New evidence that olive oil aids bone health

Published: 7-Feb-2017

New clinical results provide supporting evidence for the beneficial effect of olive polyphenols on bone health

Greater consumption of extra virgin olive oil, rich in polyphenols, is associated with a significant lower risk of osteoporosis-related fractures, according to results of a recently published study in the Journal of Clinical Nutrition.

The report investigated 870 middle-aged and elderly participants from the Mediterranean region.

The participants showed significant effects on bone biochemical markers and osteoporotic-related fractures.

The study corroborates previous studies on olive polyphenols and provides further evidence on their preventive potential and their favourable impact on bone metabolism and formation.

New evidence that olive oil aids bone health

The cohort study was carried out in the framework of the PREDIMED study – a large group trial that assessed the effect of the Mediterranean diet in Spain.

The study used a frequency questionnaire to obtain food intake data from men aged 55–80 and women aged 60–80 with an identified increased cardiovascular risk.

The questionnaire queried consumption of different types of olive oil: extra virgin olive oil (EVOO), refined oil, and pomace oil.

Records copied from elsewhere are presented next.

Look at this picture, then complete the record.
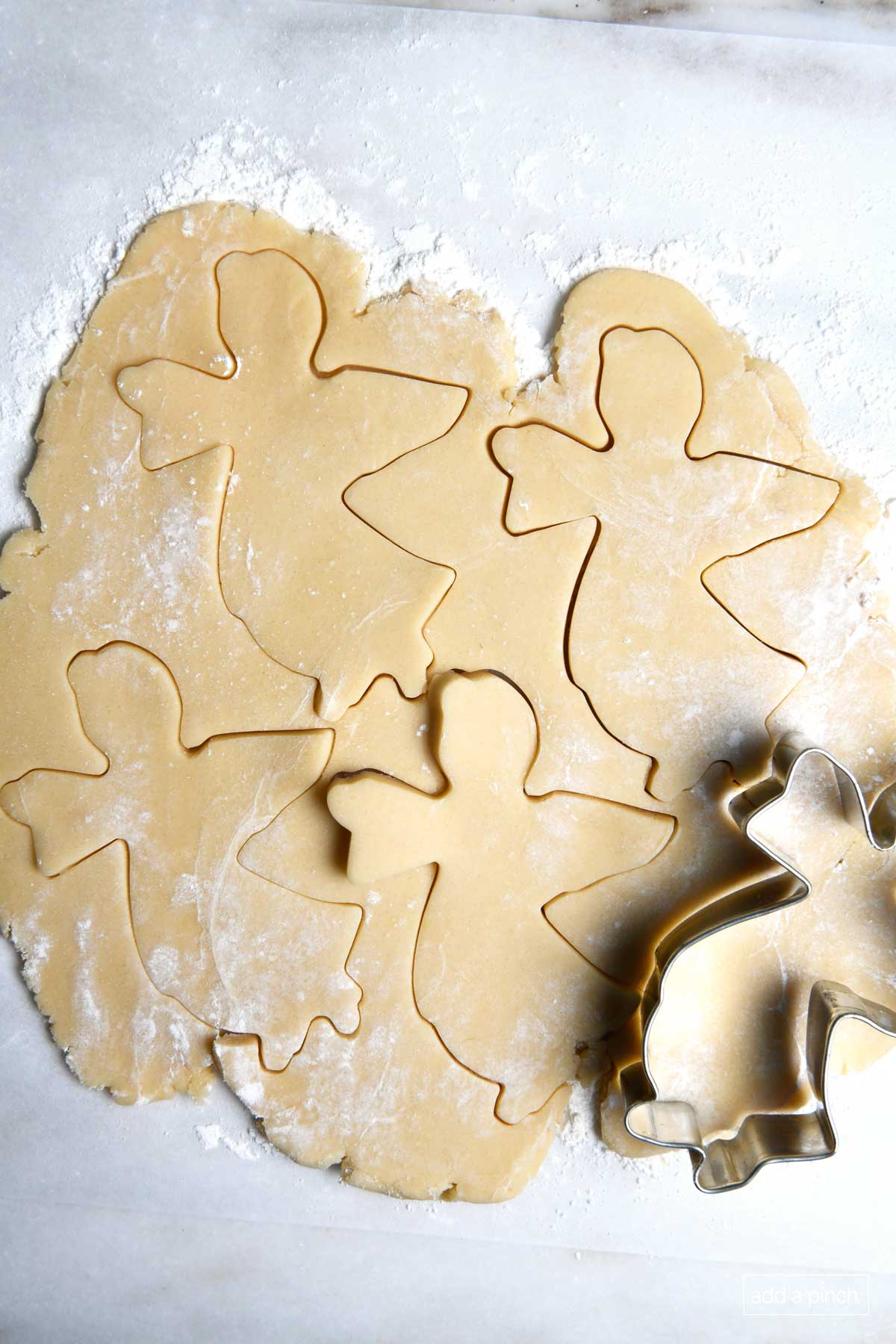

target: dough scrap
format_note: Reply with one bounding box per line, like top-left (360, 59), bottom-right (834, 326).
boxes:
top-left (0, 196), bottom-right (893, 1199)
top-left (328, 673), bottom-right (671, 1124)
top-left (708, 476), bottom-right (896, 790)
top-left (332, 294), bottom-right (650, 806)
top-left (0, 644), bottom-right (360, 1067)
top-left (641, 758), bottom-right (896, 1137)
top-left (217, 677), bottom-right (567, 1203)
top-left (118, 249), bottom-right (466, 721)
top-left (493, 328), bottom-right (839, 800)
top-left (0, 813), bottom-right (214, 1105)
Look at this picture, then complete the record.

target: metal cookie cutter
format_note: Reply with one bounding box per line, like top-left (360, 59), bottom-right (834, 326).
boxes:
top-left (619, 736), bottom-right (896, 1193)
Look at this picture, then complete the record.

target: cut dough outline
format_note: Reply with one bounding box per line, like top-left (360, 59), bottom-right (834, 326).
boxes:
top-left (0, 634), bottom-right (364, 1072)
top-left (328, 669), bottom-right (674, 1125)
top-left (488, 323), bottom-right (844, 806)
top-left (116, 246), bottom-right (473, 723)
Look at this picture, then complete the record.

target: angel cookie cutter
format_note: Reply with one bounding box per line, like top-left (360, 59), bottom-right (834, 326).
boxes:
top-left (619, 735), bottom-right (896, 1193)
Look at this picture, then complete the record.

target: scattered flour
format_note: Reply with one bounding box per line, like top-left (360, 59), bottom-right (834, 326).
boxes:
top-left (193, 1122), bottom-right (274, 1163)
top-left (0, 122), bottom-right (896, 567)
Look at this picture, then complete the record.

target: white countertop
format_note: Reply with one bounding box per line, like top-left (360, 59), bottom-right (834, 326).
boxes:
top-left (0, 0), bottom-right (896, 1344)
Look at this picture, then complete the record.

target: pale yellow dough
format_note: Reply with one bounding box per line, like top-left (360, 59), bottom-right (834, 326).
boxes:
top-left (0, 644), bottom-right (360, 1068)
top-left (217, 679), bottom-right (567, 1201)
top-left (493, 328), bottom-right (839, 800)
top-left (118, 249), bottom-right (466, 719)
top-left (0, 196), bottom-right (896, 1200)
top-left (328, 673), bottom-right (671, 1124)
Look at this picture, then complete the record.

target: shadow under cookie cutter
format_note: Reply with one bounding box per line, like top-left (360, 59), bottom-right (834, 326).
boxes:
top-left (619, 736), bottom-right (896, 1193)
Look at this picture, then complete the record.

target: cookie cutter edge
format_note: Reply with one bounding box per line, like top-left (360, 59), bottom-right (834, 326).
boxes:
top-left (619, 734), bottom-right (896, 1193)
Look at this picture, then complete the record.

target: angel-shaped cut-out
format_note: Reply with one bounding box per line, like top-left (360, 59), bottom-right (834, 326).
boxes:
top-left (0, 806), bottom-right (214, 1105)
top-left (636, 756), bottom-right (896, 1139)
top-left (328, 673), bottom-right (671, 1124)
top-left (493, 328), bottom-right (839, 798)
top-left (335, 293), bottom-right (650, 803)
top-left (223, 677), bottom-right (567, 1201)
top-left (0, 644), bottom-right (360, 1067)
top-left (118, 250), bottom-right (466, 719)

Individuals in the tertile with the highest EVOO intake (mean intake 55.35 ± 4.62 g/day) demonstrated a 51% lower risk of osteoporotic-related fractures.

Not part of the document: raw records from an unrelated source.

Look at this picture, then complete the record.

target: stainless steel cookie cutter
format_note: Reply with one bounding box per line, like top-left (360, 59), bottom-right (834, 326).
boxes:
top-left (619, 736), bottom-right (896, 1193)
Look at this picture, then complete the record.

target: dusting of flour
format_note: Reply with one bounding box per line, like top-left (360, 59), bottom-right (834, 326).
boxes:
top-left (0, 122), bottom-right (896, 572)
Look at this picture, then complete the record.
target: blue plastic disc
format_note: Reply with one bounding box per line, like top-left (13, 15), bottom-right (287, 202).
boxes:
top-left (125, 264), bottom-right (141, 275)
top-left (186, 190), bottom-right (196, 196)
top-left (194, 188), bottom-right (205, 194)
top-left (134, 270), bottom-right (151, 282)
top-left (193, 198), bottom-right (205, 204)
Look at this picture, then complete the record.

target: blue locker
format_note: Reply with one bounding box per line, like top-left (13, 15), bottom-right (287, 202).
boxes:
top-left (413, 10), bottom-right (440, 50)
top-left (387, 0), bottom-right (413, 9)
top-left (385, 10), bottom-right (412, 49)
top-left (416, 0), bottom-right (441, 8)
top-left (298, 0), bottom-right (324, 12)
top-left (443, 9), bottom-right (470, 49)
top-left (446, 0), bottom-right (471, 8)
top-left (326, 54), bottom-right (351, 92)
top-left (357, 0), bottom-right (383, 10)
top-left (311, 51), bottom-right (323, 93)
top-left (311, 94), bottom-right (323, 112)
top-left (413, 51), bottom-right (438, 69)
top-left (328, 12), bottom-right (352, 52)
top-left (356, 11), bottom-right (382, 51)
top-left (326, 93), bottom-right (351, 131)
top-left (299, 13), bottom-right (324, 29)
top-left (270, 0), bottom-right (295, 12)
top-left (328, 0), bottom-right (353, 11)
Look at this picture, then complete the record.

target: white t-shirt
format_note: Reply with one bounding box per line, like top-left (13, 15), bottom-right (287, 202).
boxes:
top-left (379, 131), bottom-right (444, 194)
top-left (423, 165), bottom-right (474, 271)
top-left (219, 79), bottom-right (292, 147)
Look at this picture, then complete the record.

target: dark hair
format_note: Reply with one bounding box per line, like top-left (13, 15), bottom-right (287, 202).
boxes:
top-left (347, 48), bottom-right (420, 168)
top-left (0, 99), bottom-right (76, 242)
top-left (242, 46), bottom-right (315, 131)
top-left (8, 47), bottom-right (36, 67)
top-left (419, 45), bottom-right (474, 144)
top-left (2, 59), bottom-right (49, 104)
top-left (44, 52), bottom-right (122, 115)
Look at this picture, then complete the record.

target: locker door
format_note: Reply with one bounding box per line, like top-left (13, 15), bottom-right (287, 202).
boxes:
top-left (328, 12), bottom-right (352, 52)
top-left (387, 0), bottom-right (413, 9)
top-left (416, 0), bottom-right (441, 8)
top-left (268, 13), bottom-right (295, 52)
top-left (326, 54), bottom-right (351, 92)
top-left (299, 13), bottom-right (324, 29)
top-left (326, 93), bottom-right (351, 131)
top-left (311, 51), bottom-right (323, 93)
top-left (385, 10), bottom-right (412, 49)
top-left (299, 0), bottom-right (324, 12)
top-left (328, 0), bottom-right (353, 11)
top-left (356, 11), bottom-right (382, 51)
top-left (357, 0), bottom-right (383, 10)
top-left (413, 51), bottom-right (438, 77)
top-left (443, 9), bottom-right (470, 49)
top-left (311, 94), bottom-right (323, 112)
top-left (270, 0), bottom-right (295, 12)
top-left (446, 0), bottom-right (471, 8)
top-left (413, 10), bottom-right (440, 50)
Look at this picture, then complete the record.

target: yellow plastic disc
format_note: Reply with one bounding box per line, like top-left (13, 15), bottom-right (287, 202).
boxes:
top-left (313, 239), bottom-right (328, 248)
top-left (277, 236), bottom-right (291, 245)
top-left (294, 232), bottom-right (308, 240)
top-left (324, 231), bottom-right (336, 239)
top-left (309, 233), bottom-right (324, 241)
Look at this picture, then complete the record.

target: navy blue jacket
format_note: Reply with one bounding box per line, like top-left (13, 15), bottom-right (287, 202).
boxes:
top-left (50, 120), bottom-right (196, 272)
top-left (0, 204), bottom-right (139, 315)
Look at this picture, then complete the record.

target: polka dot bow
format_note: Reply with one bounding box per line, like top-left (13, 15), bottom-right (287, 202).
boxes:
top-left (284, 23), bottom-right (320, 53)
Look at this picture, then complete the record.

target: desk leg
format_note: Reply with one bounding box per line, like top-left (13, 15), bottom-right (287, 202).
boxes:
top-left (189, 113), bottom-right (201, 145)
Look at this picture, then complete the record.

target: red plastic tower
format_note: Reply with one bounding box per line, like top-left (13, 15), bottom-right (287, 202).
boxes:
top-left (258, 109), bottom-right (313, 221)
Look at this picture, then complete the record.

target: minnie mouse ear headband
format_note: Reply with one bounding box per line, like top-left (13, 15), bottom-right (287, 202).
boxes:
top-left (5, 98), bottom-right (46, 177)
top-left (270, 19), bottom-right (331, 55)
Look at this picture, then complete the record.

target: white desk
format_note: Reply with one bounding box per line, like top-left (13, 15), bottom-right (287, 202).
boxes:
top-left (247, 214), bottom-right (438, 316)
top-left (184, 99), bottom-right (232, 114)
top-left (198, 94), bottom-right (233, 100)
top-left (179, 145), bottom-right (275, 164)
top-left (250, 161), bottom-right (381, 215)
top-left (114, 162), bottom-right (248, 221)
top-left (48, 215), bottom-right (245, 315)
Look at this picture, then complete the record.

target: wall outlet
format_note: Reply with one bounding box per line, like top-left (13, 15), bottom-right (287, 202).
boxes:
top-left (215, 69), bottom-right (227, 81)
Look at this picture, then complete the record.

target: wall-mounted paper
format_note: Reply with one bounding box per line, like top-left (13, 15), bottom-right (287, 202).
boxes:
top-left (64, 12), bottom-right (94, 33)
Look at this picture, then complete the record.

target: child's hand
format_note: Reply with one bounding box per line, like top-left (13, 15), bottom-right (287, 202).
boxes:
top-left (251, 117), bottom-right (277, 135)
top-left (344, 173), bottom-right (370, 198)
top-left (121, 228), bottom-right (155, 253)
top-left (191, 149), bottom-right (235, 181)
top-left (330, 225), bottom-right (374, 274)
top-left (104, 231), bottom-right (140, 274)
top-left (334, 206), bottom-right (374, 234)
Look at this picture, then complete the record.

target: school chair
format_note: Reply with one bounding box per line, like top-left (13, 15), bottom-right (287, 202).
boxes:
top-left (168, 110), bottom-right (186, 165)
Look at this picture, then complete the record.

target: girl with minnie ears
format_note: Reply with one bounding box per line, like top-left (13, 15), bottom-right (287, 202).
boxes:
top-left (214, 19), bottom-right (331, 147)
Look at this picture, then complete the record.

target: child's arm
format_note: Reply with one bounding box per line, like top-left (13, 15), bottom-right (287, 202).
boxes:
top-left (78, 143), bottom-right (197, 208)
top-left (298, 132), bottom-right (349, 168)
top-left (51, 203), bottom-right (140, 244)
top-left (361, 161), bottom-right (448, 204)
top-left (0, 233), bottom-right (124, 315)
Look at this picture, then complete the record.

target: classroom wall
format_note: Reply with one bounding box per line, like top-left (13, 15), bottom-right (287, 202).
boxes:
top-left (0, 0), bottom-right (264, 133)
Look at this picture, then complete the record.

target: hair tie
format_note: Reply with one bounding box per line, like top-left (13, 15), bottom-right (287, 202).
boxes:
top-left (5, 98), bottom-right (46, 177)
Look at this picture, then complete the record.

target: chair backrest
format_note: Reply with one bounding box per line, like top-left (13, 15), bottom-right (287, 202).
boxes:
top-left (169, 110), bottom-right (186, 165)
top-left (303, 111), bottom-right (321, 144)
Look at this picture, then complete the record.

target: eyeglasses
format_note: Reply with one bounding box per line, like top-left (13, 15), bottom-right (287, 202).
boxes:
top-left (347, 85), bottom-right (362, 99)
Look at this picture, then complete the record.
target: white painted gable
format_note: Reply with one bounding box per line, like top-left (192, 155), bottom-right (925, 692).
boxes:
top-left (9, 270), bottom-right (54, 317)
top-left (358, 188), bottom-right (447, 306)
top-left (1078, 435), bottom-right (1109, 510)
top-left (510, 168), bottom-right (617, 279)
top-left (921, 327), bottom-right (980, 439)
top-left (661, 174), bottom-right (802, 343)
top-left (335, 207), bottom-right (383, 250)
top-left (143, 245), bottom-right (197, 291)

No association was found between the monounsaturated fatty acid/polyunsaturated fatty acid intake ration and fracture risk. This suggests that polyunsaturated fatty acids present in EVOO are not responsible for the positive effect on bone health.

This finding reinforces the beneficial role of phenolic compounds present in a higher consumption of EVOO as compared to common olive oil intake (refined and pomice oil), which are depleted of these bioactive compounds.